Collaborative filtering methods build a model based on users past behavior (items previously purchased, movies viewed and rated, etc) and use decisions made by current and other users. This model is then used to predict items (or ratings for items) that the user may be interested in.
Content-based filtering methods use features of an item to recommend additional items with similar properties. These approaches are often combined in Hybrid Recommender Systems.
Here is a comparison of these 2 approaches used in two popular music recommender systems - Last.fm and Pandora Radio. (example from Recommender System entry)
Last.fm creates a "station" of recommended songs by observing what bands and individual tracks the user has listened to on a regular basis and comparing those against the listening behavior of other users. Last.fm will play tracks that do not appear in the user's library, but are often played by other users with similar interests. As this approach leverages the behavior of users, it is an example of a collaborative filtering technique.
Pandora uses the properties of a song or artist (a subset of the 400 attributes provided by the Music Genome Project) in order to seed a "station" that plays music with similar properties. User feedback is used to refine the station's results, deemphasizing certain attributes when a user "dislikes" a particular song and emphasizing other attributes when a user "likes" a song. This is an example of a content-based approach.
Here is a good Introduction to Recommendation Engines by Dataconomy and an overview of building a Collaborative Filtering Recommendation Engine by Toptal. For latest research on recommender systems, check ACM RecSys conference.
Q19. Explain what a false positive and a false negative are. Why is it important to differentiate these from each other?
Answer by Gregory Piatetsky:
In binary classification (or medical testing), False positive is when an algorithm (or test) indicates presence of a condition, when in reality it is absent. A false negative is when an algorithm (or test) indicates absence of a condition, when in reality it is present.
In statistical hypothesis testing false positive is also called type I error and false negative - type II error.
It is obviously very important to distinguish and treat false positives and false negatives differently because the costs of such errors can be hugely different.
For example, if a test for serious disease is false positive (test says disease, but person is healthy), then an extra test will be made that will determine the correct diagnosis.

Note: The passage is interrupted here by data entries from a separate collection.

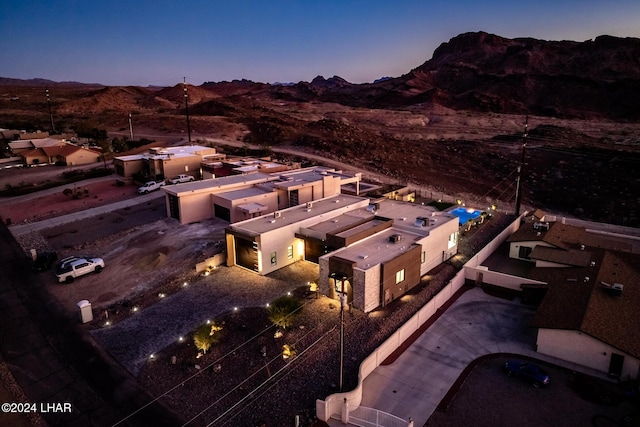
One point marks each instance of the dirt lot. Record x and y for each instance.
(142, 248)
(56, 204)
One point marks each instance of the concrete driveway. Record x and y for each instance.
(475, 325)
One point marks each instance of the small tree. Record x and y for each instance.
(205, 336)
(283, 311)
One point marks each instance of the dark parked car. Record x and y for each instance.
(527, 371)
(45, 261)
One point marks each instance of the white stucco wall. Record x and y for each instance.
(435, 244)
(580, 348)
(370, 281)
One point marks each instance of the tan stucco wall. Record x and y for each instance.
(267, 199)
(82, 157)
(181, 165)
(514, 248)
(128, 168)
(580, 348)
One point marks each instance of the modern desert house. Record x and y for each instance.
(165, 162)
(236, 198)
(373, 251)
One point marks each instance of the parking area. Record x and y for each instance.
(438, 382)
(488, 397)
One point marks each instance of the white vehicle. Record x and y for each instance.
(150, 186)
(72, 267)
(180, 179)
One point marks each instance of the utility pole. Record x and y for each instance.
(521, 166)
(130, 128)
(186, 108)
(53, 127)
(343, 297)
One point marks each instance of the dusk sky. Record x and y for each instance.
(158, 42)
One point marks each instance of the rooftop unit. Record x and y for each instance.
(395, 238)
(421, 221)
(613, 290)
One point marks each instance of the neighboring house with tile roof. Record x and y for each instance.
(65, 153)
(590, 313)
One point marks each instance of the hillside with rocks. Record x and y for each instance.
(453, 124)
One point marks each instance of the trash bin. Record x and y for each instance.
(84, 307)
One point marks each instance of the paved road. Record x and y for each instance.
(53, 359)
(475, 325)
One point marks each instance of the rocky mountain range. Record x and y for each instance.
(453, 123)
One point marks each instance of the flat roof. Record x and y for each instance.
(207, 185)
(297, 214)
(242, 193)
(339, 222)
(378, 248)
(130, 157)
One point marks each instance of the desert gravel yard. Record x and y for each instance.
(487, 397)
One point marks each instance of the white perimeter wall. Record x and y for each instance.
(333, 404)
(583, 349)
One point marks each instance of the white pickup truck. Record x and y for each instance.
(180, 179)
(150, 186)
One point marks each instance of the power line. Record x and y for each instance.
(183, 382)
(269, 379)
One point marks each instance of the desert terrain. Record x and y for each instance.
(148, 255)
(454, 126)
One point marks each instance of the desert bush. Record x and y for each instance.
(284, 310)
(205, 336)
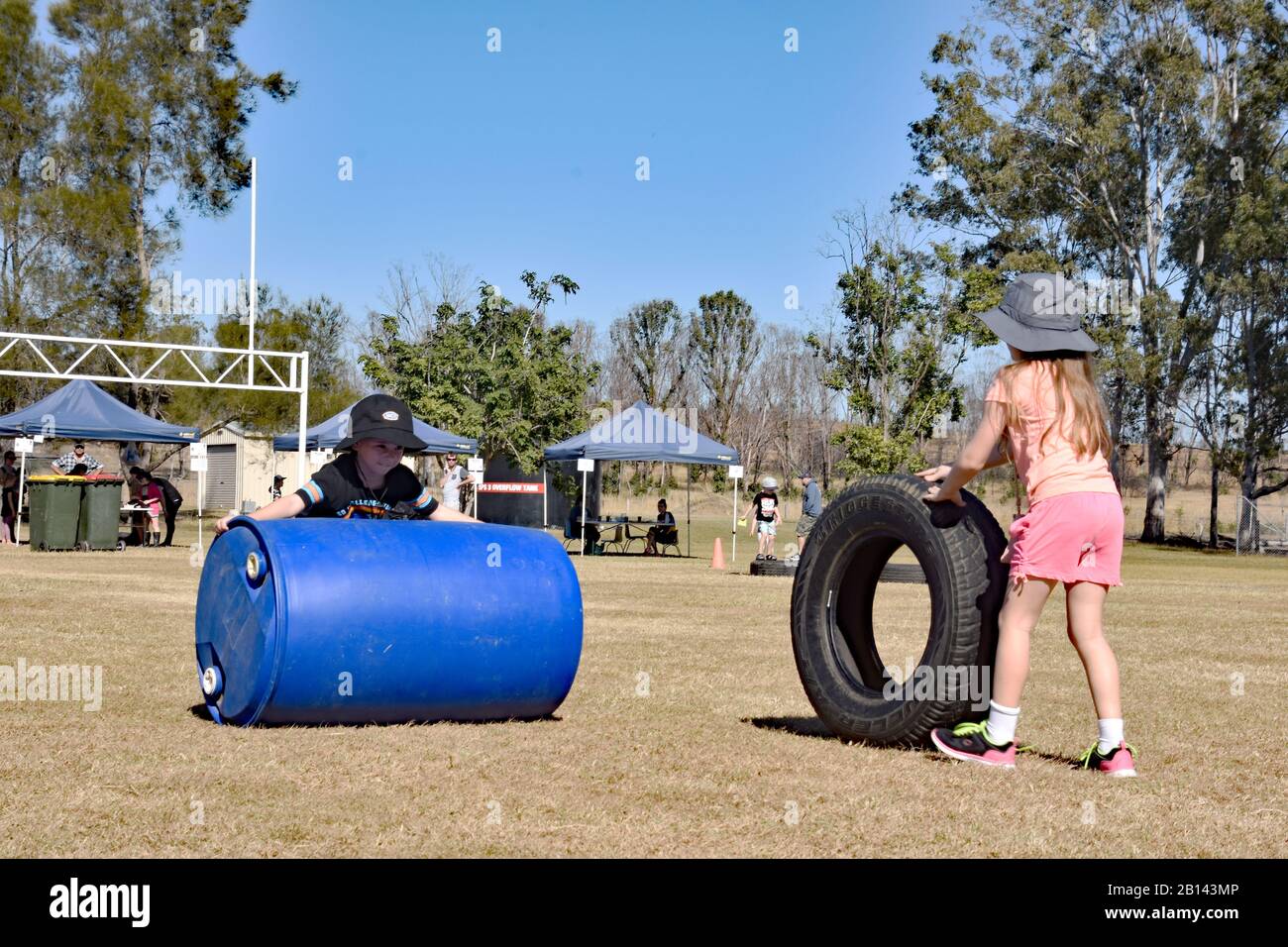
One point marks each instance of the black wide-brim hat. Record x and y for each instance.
(1041, 312)
(381, 416)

However, if a test is false negative (test says healthy, but person has disease), then treatment will be done and person may die as a result.
Q20. Which tools do you use for visualization? What do you think of Tableau? R? SAS? (for graphs). How to efficiently represent 5 dimension in a chart (or in a video)?

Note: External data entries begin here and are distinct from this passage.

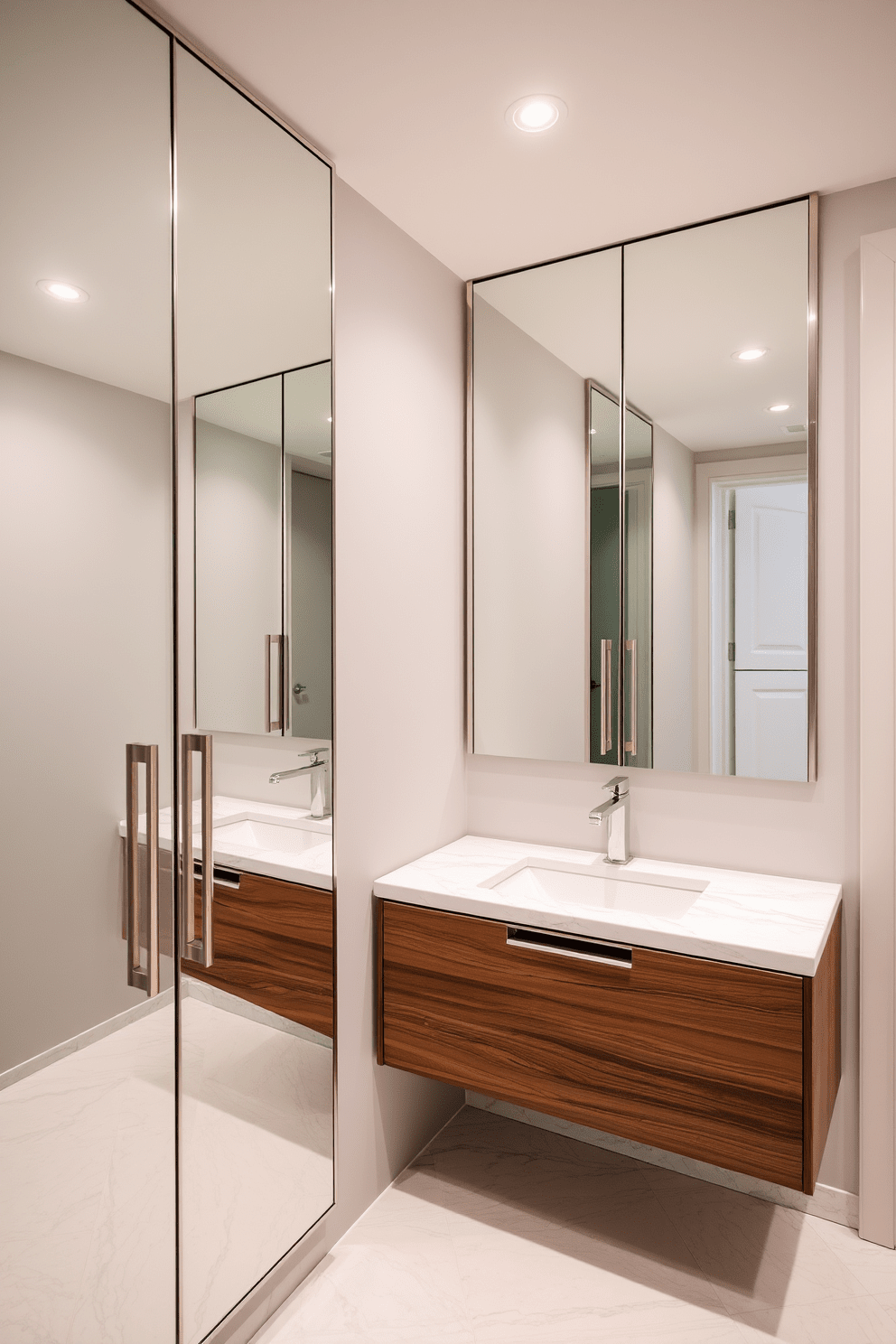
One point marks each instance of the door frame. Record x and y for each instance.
(877, 740)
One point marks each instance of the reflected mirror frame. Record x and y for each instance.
(179, 38)
(284, 666)
(812, 456)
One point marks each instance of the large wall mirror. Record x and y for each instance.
(641, 468)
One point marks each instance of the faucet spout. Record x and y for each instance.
(319, 774)
(615, 813)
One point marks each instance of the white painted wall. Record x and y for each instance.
(85, 550)
(399, 664)
(397, 467)
(529, 547)
(673, 648)
(807, 831)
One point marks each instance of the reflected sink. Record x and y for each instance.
(250, 834)
(545, 882)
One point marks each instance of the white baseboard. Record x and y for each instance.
(837, 1206)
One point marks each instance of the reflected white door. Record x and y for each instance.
(771, 658)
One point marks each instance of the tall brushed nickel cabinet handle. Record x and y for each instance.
(606, 686)
(192, 947)
(141, 977)
(278, 722)
(631, 647)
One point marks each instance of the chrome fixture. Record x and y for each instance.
(615, 813)
(192, 947)
(138, 976)
(320, 777)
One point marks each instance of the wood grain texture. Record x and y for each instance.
(273, 945)
(695, 1057)
(378, 944)
(821, 1051)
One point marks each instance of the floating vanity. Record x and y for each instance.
(272, 906)
(689, 1008)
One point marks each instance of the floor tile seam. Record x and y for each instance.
(742, 1317)
(104, 1202)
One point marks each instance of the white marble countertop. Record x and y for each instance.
(777, 924)
(313, 866)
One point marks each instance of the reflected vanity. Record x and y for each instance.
(649, 598)
(254, 453)
(167, 1087)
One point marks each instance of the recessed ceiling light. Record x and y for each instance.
(537, 112)
(62, 291)
(754, 352)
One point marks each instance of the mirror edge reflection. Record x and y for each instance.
(812, 465)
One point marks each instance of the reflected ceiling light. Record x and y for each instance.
(754, 352)
(62, 291)
(537, 112)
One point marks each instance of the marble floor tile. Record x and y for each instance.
(757, 1255)
(656, 1322)
(378, 1288)
(505, 1234)
(872, 1265)
(86, 1171)
(852, 1321)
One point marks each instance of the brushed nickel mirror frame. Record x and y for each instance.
(812, 465)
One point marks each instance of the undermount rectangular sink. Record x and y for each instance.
(543, 881)
(250, 834)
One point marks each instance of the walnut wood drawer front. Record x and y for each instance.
(700, 1058)
(273, 945)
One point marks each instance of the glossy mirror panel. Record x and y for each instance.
(730, 488)
(691, 588)
(254, 475)
(88, 1124)
(537, 338)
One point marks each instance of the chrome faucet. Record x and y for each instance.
(320, 779)
(615, 813)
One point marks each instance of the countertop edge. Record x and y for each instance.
(684, 944)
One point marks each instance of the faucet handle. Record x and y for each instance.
(314, 753)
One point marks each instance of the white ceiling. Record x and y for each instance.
(677, 112)
(86, 199)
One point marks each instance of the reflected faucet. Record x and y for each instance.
(320, 779)
(615, 812)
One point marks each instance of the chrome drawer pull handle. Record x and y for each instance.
(137, 976)
(192, 947)
(568, 945)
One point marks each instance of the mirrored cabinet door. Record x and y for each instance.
(86, 939)
(238, 565)
(254, 422)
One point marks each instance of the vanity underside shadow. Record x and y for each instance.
(730, 1065)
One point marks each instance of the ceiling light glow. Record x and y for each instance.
(62, 291)
(537, 112)
(747, 355)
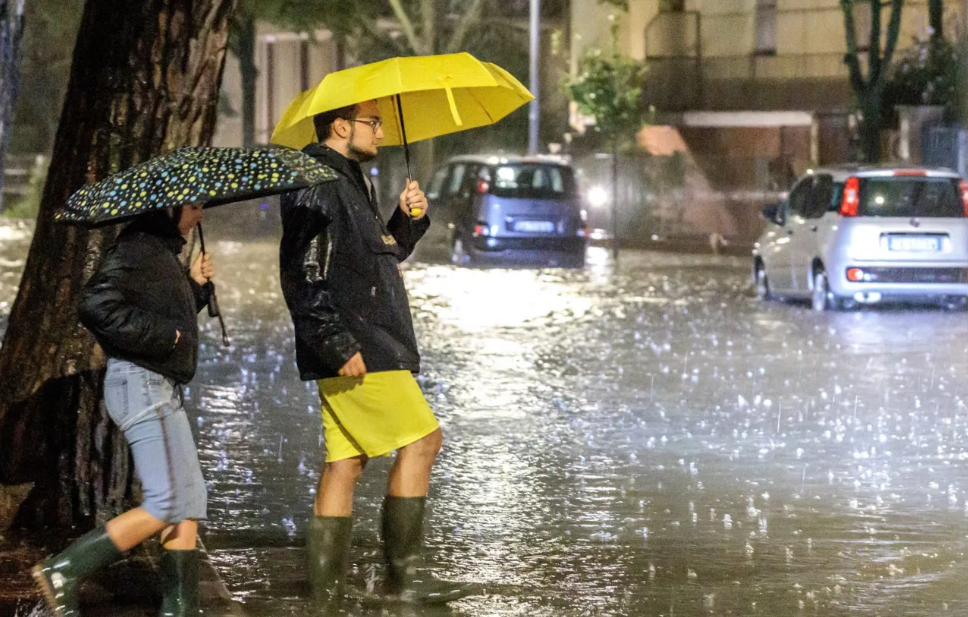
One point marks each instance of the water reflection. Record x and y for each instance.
(643, 442)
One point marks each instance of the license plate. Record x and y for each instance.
(534, 227)
(914, 245)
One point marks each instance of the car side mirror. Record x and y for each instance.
(774, 213)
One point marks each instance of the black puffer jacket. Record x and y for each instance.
(138, 298)
(340, 274)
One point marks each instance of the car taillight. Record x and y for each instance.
(964, 195)
(851, 200)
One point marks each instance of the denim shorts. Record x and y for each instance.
(147, 407)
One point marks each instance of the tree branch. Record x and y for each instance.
(428, 13)
(472, 17)
(893, 31)
(874, 46)
(406, 24)
(851, 58)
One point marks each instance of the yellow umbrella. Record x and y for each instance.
(420, 97)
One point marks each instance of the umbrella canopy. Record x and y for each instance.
(209, 176)
(420, 97)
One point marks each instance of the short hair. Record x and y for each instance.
(324, 121)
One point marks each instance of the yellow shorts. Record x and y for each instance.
(373, 417)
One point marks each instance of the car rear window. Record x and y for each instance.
(911, 197)
(532, 181)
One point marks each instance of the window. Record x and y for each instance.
(800, 198)
(437, 183)
(766, 27)
(533, 181)
(911, 197)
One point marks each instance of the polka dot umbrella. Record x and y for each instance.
(209, 176)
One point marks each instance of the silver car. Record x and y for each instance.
(861, 235)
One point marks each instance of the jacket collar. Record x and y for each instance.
(172, 243)
(348, 167)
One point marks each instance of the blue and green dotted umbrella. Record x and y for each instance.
(209, 176)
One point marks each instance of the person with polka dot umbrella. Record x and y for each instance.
(194, 175)
(141, 304)
(201, 176)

Answer by Gregory Piatetsky:
There are many good tools for Data Visualization. R, Python, Tableau and Excel are among most commonly used by Data Scientists.
Here are useful KDnuggets resources:
Visualization and Data Mining Software
Overview of Python Visualization Tools
21 Essential Data Visualization Tools
Top 30 Social Network Analysis and Visualization Tools
Tag: Data Visualization
There are many ways to representing more than 2 dimensions in a chart. 3rd dimension can be shown with a 3D scatter plot which can be rotate. You can use color, shading, shape, size. Animation can be used effectively to show time dimension (change over time).
Here is a good example.
Fig 20a: 5-dimensional scatter plot of Iris data, with size: sepal length; color: sepal width; shape: class; x-column: petal length; y-column: petal width, from here.
For more than 5 dimensions, one approach is Parallel Coordinates, pioneered by Alfred Inselberg.
Fig 20b: Iris data in parallel coordinates
See also
Quora: What's the best way to visualize high-dimensional data? and
pioneering work of Georges Grinstein and his colleagues on High-Dimensional Visualizations.
Of course, when you have a lot of dimensions, it is best to reduce the number of dimensions or features first.